O verdadeiro smart calçava botina de botões para comparecer todo liró
ao copo d'água, se bem que no convescote apenas lambiscasse, para
evitar flatos. Os bilontras é que eram um precipício, jogando com pau
de dois bicos, pelo que carecia muita cautela e caldo de galinha. O
melhor era pôr as barbas de molho diante de um treteiro de topete;
depois de fintar e de engambelar os coiós, e antes que se pusesse tudo
em pratos limpos, ele abria o arco. O diacho eram os filhos da
Candinha: que somava a candongas acabava na rua da amargura, lá
encontrando, encafifada, muita gente na embira, que não tinha nem para
matar o bicho; por exemplo, o mão-de-defunto.

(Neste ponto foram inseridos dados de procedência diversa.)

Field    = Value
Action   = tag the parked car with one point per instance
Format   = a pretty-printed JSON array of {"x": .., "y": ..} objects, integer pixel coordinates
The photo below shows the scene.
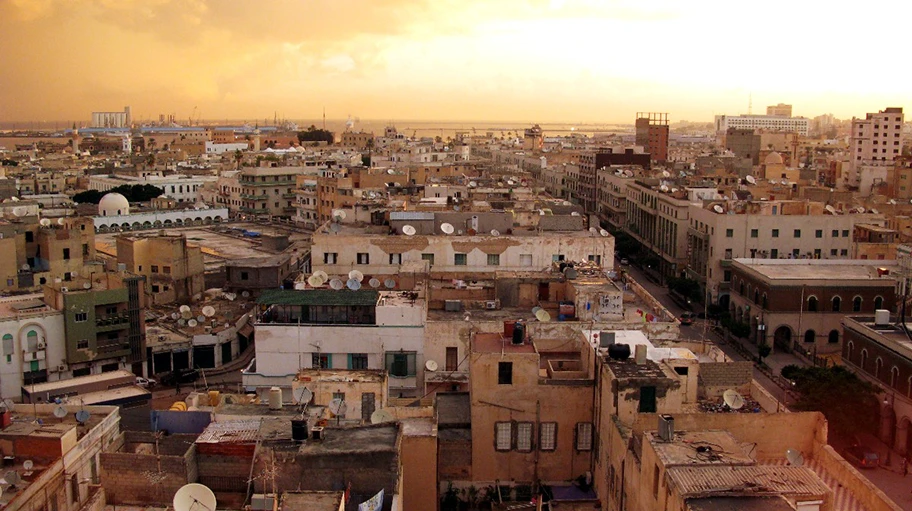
[
  {"x": 687, "y": 318},
  {"x": 862, "y": 456},
  {"x": 147, "y": 383}
]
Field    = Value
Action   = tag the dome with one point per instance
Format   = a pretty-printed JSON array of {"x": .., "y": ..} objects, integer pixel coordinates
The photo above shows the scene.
[
  {"x": 113, "y": 204},
  {"x": 773, "y": 158}
]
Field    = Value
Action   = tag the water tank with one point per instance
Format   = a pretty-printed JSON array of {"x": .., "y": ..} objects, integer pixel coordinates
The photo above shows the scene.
[
  {"x": 275, "y": 398},
  {"x": 299, "y": 430},
  {"x": 619, "y": 351},
  {"x": 519, "y": 333},
  {"x": 881, "y": 317}
]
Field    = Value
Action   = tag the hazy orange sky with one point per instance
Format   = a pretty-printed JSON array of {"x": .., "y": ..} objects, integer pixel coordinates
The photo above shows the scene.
[{"x": 516, "y": 60}]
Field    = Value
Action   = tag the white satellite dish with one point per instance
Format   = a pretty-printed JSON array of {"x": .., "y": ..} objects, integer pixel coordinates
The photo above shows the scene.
[
  {"x": 733, "y": 399},
  {"x": 338, "y": 407},
  {"x": 794, "y": 457},
  {"x": 382, "y": 415},
  {"x": 194, "y": 497},
  {"x": 302, "y": 395}
]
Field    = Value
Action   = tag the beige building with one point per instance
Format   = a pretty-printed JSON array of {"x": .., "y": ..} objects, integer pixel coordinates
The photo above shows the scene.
[{"x": 172, "y": 267}]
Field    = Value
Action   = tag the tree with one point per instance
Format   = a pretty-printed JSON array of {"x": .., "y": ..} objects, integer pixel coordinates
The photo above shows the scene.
[
  {"x": 312, "y": 134},
  {"x": 848, "y": 402}
]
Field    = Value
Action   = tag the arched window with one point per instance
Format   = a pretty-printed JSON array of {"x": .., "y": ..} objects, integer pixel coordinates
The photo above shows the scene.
[{"x": 812, "y": 304}]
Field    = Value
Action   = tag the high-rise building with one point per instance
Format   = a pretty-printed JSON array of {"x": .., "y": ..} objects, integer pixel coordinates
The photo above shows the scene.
[
  {"x": 877, "y": 139},
  {"x": 652, "y": 134}
]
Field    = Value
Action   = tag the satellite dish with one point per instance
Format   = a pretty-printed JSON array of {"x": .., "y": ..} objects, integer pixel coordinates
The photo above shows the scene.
[
  {"x": 382, "y": 415},
  {"x": 338, "y": 407},
  {"x": 82, "y": 416},
  {"x": 302, "y": 395},
  {"x": 733, "y": 399},
  {"x": 794, "y": 457},
  {"x": 194, "y": 497}
]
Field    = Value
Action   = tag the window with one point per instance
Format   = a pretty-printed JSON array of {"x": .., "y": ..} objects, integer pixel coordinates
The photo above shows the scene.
[
  {"x": 401, "y": 364},
  {"x": 524, "y": 436},
  {"x": 505, "y": 373},
  {"x": 321, "y": 360},
  {"x": 452, "y": 358},
  {"x": 547, "y": 436},
  {"x": 357, "y": 361},
  {"x": 584, "y": 436},
  {"x": 503, "y": 436},
  {"x": 647, "y": 400}
]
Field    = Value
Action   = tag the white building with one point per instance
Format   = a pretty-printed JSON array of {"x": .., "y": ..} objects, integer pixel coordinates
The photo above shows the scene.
[
  {"x": 798, "y": 125},
  {"x": 345, "y": 329},
  {"x": 877, "y": 139}
]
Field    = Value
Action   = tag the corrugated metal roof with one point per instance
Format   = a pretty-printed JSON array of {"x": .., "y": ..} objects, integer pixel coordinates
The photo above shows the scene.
[
  {"x": 411, "y": 215},
  {"x": 757, "y": 479},
  {"x": 363, "y": 297}
]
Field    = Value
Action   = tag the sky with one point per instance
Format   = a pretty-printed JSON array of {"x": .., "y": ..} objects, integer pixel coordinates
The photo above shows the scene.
[{"x": 585, "y": 61}]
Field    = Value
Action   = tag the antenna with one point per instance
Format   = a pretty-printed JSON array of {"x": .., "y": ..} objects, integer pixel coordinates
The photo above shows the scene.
[
  {"x": 733, "y": 399},
  {"x": 194, "y": 497}
]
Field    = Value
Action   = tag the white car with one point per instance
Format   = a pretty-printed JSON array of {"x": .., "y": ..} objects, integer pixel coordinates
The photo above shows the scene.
[{"x": 145, "y": 382}]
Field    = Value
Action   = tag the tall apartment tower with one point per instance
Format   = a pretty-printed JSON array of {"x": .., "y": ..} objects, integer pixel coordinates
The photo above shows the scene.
[
  {"x": 877, "y": 139},
  {"x": 652, "y": 134}
]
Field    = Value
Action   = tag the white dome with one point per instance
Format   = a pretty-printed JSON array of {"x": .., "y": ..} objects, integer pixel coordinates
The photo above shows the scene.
[{"x": 113, "y": 204}]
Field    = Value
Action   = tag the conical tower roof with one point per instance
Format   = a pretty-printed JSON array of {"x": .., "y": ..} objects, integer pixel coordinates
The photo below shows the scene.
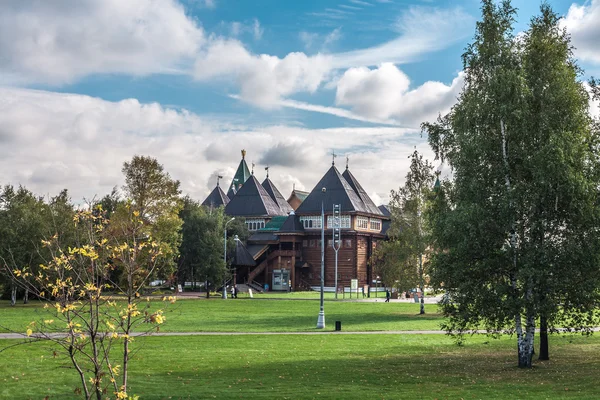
[
  {"x": 216, "y": 198},
  {"x": 241, "y": 176},
  {"x": 358, "y": 189},
  {"x": 338, "y": 191},
  {"x": 276, "y": 196},
  {"x": 252, "y": 200}
]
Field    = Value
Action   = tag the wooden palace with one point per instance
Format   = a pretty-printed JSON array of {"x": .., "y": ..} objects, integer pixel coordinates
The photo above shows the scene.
[{"x": 285, "y": 240}]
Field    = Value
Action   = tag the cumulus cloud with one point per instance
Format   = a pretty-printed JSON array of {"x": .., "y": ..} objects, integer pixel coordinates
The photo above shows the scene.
[
  {"x": 421, "y": 30},
  {"x": 81, "y": 143},
  {"x": 312, "y": 40},
  {"x": 383, "y": 93},
  {"x": 263, "y": 79},
  {"x": 287, "y": 155},
  {"x": 60, "y": 42},
  {"x": 237, "y": 28},
  {"x": 583, "y": 23}
]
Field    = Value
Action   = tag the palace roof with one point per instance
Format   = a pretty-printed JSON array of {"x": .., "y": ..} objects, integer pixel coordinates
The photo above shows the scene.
[
  {"x": 276, "y": 196},
  {"x": 242, "y": 255},
  {"x": 216, "y": 198},
  {"x": 369, "y": 205},
  {"x": 292, "y": 224},
  {"x": 338, "y": 191},
  {"x": 252, "y": 200},
  {"x": 385, "y": 210},
  {"x": 241, "y": 176}
]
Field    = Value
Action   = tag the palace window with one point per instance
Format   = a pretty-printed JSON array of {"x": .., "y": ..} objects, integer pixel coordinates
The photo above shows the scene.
[
  {"x": 255, "y": 224},
  {"x": 362, "y": 222},
  {"x": 375, "y": 224},
  {"x": 344, "y": 221},
  {"x": 311, "y": 221}
]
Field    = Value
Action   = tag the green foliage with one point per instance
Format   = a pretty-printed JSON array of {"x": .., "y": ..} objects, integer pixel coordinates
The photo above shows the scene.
[
  {"x": 201, "y": 249},
  {"x": 400, "y": 260},
  {"x": 515, "y": 232},
  {"x": 25, "y": 220},
  {"x": 155, "y": 196}
]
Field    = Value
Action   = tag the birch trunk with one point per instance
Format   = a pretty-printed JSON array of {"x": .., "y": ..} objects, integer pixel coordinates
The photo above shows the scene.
[
  {"x": 524, "y": 339},
  {"x": 544, "y": 351},
  {"x": 13, "y": 295},
  {"x": 422, "y": 311}
]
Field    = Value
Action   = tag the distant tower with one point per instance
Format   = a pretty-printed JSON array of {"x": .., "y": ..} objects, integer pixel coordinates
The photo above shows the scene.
[{"x": 241, "y": 176}]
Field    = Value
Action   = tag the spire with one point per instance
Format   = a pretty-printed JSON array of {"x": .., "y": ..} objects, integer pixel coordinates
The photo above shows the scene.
[{"x": 241, "y": 176}]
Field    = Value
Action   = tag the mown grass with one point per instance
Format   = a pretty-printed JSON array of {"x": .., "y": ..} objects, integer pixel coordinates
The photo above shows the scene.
[
  {"x": 260, "y": 315},
  {"x": 381, "y": 366}
]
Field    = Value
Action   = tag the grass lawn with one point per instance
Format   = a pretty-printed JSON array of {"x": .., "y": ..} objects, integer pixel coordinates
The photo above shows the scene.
[
  {"x": 380, "y": 366},
  {"x": 261, "y": 315}
]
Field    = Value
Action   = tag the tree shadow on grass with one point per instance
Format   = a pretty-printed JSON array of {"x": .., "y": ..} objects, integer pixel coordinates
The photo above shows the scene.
[{"x": 443, "y": 370}]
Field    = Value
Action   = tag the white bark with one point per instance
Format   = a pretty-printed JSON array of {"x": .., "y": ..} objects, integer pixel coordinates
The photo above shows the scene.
[
  {"x": 524, "y": 339},
  {"x": 13, "y": 295}
]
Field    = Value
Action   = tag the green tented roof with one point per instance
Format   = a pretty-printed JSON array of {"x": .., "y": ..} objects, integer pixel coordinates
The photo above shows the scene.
[{"x": 274, "y": 224}]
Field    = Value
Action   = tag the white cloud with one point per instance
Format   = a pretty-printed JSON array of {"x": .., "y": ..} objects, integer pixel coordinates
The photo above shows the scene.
[
  {"x": 313, "y": 40},
  {"x": 263, "y": 79},
  {"x": 81, "y": 143},
  {"x": 583, "y": 23},
  {"x": 421, "y": 30},
  {"x": 594, "y": 103},
  {"x": 237, "y": 28},
  {"x": 383, "y": 93},
  {"x": 338, "y": 112},
  {"x": 59, "y": 42}
]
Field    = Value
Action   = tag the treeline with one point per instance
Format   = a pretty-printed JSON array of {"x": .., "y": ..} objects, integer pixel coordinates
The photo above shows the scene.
[
  {"x": 512, "y": 236},
  {"x": 189, "y": 236}
]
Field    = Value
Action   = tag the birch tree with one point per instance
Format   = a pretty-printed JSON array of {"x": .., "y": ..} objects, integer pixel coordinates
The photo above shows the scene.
[{"x": 516, "y": 238}]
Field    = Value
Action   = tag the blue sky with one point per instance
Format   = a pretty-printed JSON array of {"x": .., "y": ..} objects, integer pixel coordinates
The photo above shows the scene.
[{"x": 88, "y": 84}]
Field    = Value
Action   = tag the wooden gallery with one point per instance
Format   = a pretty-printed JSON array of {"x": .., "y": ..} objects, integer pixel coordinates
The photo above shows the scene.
[{"x": 284, "y": 249}]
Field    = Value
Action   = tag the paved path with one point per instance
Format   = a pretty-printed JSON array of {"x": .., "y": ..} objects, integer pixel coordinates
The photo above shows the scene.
[{"x": 326, "y": 332}]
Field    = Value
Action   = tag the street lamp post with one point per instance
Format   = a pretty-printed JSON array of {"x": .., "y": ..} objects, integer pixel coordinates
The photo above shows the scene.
[
  {"x": 321, "y": 319},
  {"x": 336, "y": 237},
  {"x": 224, "y": 292}
]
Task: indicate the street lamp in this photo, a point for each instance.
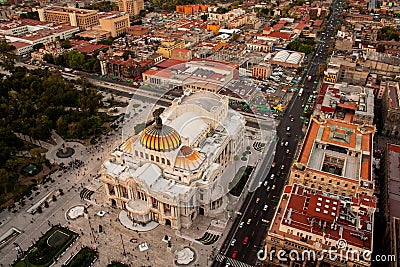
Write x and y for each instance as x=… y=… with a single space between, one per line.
x=123 y=246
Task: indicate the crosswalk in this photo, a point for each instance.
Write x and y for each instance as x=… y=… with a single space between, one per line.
x=233 y=262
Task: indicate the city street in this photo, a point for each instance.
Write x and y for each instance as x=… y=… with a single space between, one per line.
x=250 y=228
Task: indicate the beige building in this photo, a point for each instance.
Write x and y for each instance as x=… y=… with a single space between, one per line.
x=82 y=18
x=175 y=169
x=167 y=47
x=116 y=24
x=391 y=109
x=194 y=75
x=336 y=157
x=316 y=228
x=131 y=7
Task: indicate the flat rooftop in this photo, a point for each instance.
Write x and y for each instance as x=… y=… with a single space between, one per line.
x=325 y=215
x=338 y=149
x=394 y=180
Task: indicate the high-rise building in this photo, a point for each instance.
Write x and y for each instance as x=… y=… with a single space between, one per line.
x=175 y=169
x=132 y=7
x=82 y=18
x=336 y=157
x=315 y=228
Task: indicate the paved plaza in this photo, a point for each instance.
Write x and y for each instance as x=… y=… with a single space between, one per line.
x=116 y=242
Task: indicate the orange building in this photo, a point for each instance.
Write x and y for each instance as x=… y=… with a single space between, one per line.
x=214 y=26
x=191 y=9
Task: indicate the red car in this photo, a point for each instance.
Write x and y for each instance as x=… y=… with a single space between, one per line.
x=234 y=254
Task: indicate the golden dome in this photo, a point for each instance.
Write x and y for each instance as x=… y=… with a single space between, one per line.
x=188 y=158
x=160 y=137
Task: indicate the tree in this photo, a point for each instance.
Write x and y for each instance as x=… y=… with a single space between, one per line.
x=48 y=58
x=39 y=209
x=75 y=59
x=380 y=48
x=321 y=68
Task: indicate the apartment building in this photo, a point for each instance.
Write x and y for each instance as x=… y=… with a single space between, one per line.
x=261 y=71
x=391 y=109
x=316 y=228
x=115 y=22
x=77 y=17
x=336 y=157
x=131 y=7
x=345 y=102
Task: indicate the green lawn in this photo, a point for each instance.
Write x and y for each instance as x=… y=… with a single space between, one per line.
x=85 y=257
x=42 y=254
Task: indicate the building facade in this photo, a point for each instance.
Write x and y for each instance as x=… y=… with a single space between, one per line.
x=315 y=228
x=131 y=7
x=82 y=18
x=172 y=171
x=167 y=47
x=116 y=24
x=261 y=71
x=391 y=109
x=336 y=157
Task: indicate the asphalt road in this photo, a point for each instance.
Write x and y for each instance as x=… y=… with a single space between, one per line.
x=248 y=232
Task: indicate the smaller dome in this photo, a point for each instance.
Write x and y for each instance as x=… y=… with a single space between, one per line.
x=189 y=159
x=160 y=137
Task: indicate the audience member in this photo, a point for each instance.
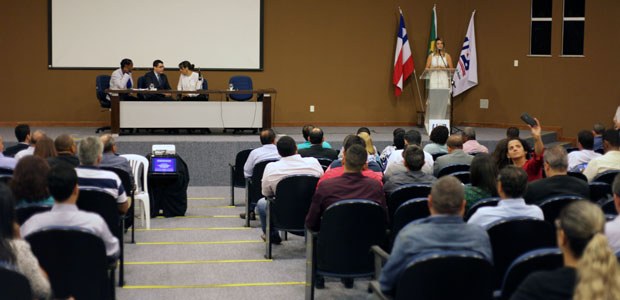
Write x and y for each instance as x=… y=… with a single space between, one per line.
x=470 y=144
x=22 y=133
x=6 y=162
x=29 y=182
x=610 y=160
x=110 y=157
x=483 y=176
x=37 y=135
x=291 y=163
x=45 y=148
x=350 y=185
x=316 y=148
x=590 y=267
x=90 y=151
x=511 y=185
x=439 y=136
x=337 y=169
x=62 y=183
x=413 y=161
x=577 y=160
x=395 y=161
x=597 y=131
x=557 y=181
x=512 y=151
x=398 y=144
x=66 y=149
x=455 y=155
x=305 y=131
x=612 y=228
x=444 y=230
x=15 y=251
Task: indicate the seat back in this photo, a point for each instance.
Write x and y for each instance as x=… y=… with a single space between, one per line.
x=240 y=159
x=447 y=170
x=404 y=193
x=606 y=177
x=411 y=210
x=469 y=275
x=292 y=202
x=348 y=229
x=104 y=205
x=552 y=206
x=241 y=83
x=25 y=212
x=481 y=203
x=13 y=284
x=599 y=191
x=512 y=237
x=102 y=83
x=524 y=265
x=254 y=184
x=75 y=261
x=140 y=168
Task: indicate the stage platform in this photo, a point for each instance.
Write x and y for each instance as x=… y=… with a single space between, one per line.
x=208 y=155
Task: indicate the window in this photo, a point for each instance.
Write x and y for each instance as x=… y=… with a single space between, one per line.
x=540 y=35
x=573 y=27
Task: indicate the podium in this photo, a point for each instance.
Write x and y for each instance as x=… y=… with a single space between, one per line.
x=438 y=88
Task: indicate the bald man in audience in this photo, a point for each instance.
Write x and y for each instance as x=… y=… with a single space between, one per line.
x=66 y=149
x=455 y=155
x=557 y=182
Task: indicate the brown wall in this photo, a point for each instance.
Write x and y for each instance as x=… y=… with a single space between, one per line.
x=338 y=55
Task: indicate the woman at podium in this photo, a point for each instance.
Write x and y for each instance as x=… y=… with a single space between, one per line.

Bom era ter costas quentes, dar as cartas com a faca e o queijo na
mão; melhor ainda, ter uma caixinha de pós de pirlimpimpim, pois isso
evitava de levar a lata, ficar na pindaíba ou espichar a canela antes
que Deus fosse
servido. Qualquer um acabava enjerizado se lhe chegavam a urtiga no
nariz, ou se o faziam de gato-sapato. Mas que regalo, receber de graça,
no dia-de-reis, um capado! Ganhar vidro de cheiro marca Barbante, isso
não: a mocinha dava o cavaco. Às vezes, sem tirte nem guarte, aparecia
um doutor pomada, todo cheio de noive horas; ia-se ver, debaixo de tanta
farafo era um doutor mula ruça, um pé rapado, que espiga! E a moçoila,
que começava a nutrir xodó por ele, que estava mesmo de rabicho, caía
das nuvens. Quem queria lá fazer papel pança? Daí se perder as
estribeiras por uma tutaméi, um alcaide que o caixeiro nos impingia,
dando de pinga um cascão de goiabada.
Em compensação, viver não era sangria desatada, e até o Chico vir de
baixo vosmecê podia provar uma abrideira que era o suco, ficando na
chuva mesmo com bom tempo. Não sendo pexote, e soltando arame, que vida
supimpa a do Degas! Macacos me mordam se estou pregando peta. E os
tipos que havia: o pau-para-toda-obra, o vira-casaca (este cuspia no
prato em que comera), o testa-de-ferro, o sabe-com-quem-está-falando, o
sangue-de-barata, o dr. Fiado que morreu ontem, o Zé-povinho, o biltre,
o peralvilho, o salta-pocinhas, o alferes, a polaca, o passador de nota
falsa, o mequetrefe,
o safardana, o maria-vai-com-as-outras....Depois de mil peripécias,
assim ou assado, todo mundo acabava mesmo batendo com o rabo na cerca,
ou simplesmente a bota, sem saber como descalçá-la. Mas até aí morreu o
Neves, e não foi no dia de São Nunca de tarde: foi vítima de pertinaz
enfermidade que zombou de todos os recursos da ciência, e acreditam que
a família nem sequer botou fumo no chapéu?